Though she did not directly address mask requirements, Enger said the nation is facing a question of “how we as individuals and institutions will make the shift from a crisis response to a pandemic to living with an endemic disease.”

“Long-term, effective management strategies that address indoor air quality” are key, she said.

Anisa Heming, director of the Center for Green Schools at the U.S. Green Building Council, more directly commented on the controversy over face coverings during the webinar, saying that indoor air quality improvements like upgraded heating, ventilation and filtration systems are especially critical because “they don’t rely on individual decisionmaking.”

“They can run in the background without getting too mired in political decisionmaking, so it’s important to lean on them,” she said.

Throughout the pandemic, indoor air quality experts — including those at the CDC — have urged schools to combat the coronavirus by increasing the flow of outdoor air into buildings and updating HVAC system filters to something called MERV 13. When upgrading HVAC systems isn’t possible or when school buildings are too old to even have air ducts, they are told to provide HEPA filters in classrooms.

Upgrading HVAC filters doesn’t only help prevent Covid-19 from spreading, but also helps trap particulate matter or fine airborne dust and soot. Increasing ventilation, similarly, has additional benefits as research has shown that indoor air pollution contributes to lower test scores (Greenwire, Sept. 13, 2021).

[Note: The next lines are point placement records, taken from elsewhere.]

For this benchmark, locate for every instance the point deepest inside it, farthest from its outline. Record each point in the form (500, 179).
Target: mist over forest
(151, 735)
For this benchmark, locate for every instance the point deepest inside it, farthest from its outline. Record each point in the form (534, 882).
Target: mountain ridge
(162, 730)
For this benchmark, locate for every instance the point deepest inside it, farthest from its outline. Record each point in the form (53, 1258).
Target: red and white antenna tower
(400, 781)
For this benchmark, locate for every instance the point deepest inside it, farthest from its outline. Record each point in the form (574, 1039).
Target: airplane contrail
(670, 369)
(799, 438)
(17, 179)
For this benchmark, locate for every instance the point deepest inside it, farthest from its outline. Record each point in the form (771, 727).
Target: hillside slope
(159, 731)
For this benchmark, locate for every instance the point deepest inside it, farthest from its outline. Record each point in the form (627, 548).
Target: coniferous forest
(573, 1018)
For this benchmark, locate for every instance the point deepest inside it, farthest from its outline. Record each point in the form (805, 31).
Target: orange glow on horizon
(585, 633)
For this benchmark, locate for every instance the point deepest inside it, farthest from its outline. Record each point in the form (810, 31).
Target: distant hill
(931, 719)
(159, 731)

Multiple experts on the webinar agreed that ventilation and increased filtration has remained a steady mitigation option as other protective measures used early in the pandemic fall out of public favor or are proved to be ineffective.

Heming pointed to the overuse of disinfectant chemicals throughout the spring and summer of 2020 — before scientists had confirmed that the coronavirus does not spread easily on surfaces but rather through the air — as one example of a mitigation measure that school districts need to “rethink.”

Rengie Chan, a deputy indoor air environment group leader at the Lawrence Berkeley National Laboratory, has spent much of the past few years working on the Department of Energy’s Efficient and Healthy Schools campaign, which aims to help schools raise the energy efficiency of their HVAC systems.

She spoke about one school participating in the program that had decided ventilation and filtration upgrades were more important than other attempts to prevent the spread of disease it had used early in the pandemic.

“Originally, there was all that plexiglass that people bought, and it has been recycled,” she said.

“This pandemic continues to evolve, and we continue to evolve with it,” Enger agreed.

Though Covid-19 has highlighted the importance of ventilation and filtration upgrades, those kinds of initiatives were often among schools’ lowest priorities, behind academics and security concerns, before the pandemic. One 2020 report from the Government Accountability Office found that an estimated 41 percent of school districts needed to replace their HVAC systems — amounting to 36,000 schools with indoor air problems. Those could include too much particulate matter coming in from the outside, as well as an accumulation of carbon dioxide from students exhaling in stuffy classrooms.

One Florida school that GAO visited before the pandemic had installed new cameras as part of an updated security system but had not upgraded its HVAC system, which was in such disrepair that maintenance staff had to climb to the roof every day to adjust the air conditioning.

Indoor air quality experts hope that will change as the pandemic brings greater emphasis on such problems, especially because congressional coronavirus relief packages included funding for school facilities upgrades. The American Rescue Plan alone included an additional $122 billion in school aid.

“We can use this opportunity to really focus on the importance of [ventilation], and that is going to be the tide that lifts all boats,” Enger said, adding that such measures are “vital to providing continuous in-person education” during the pandemic.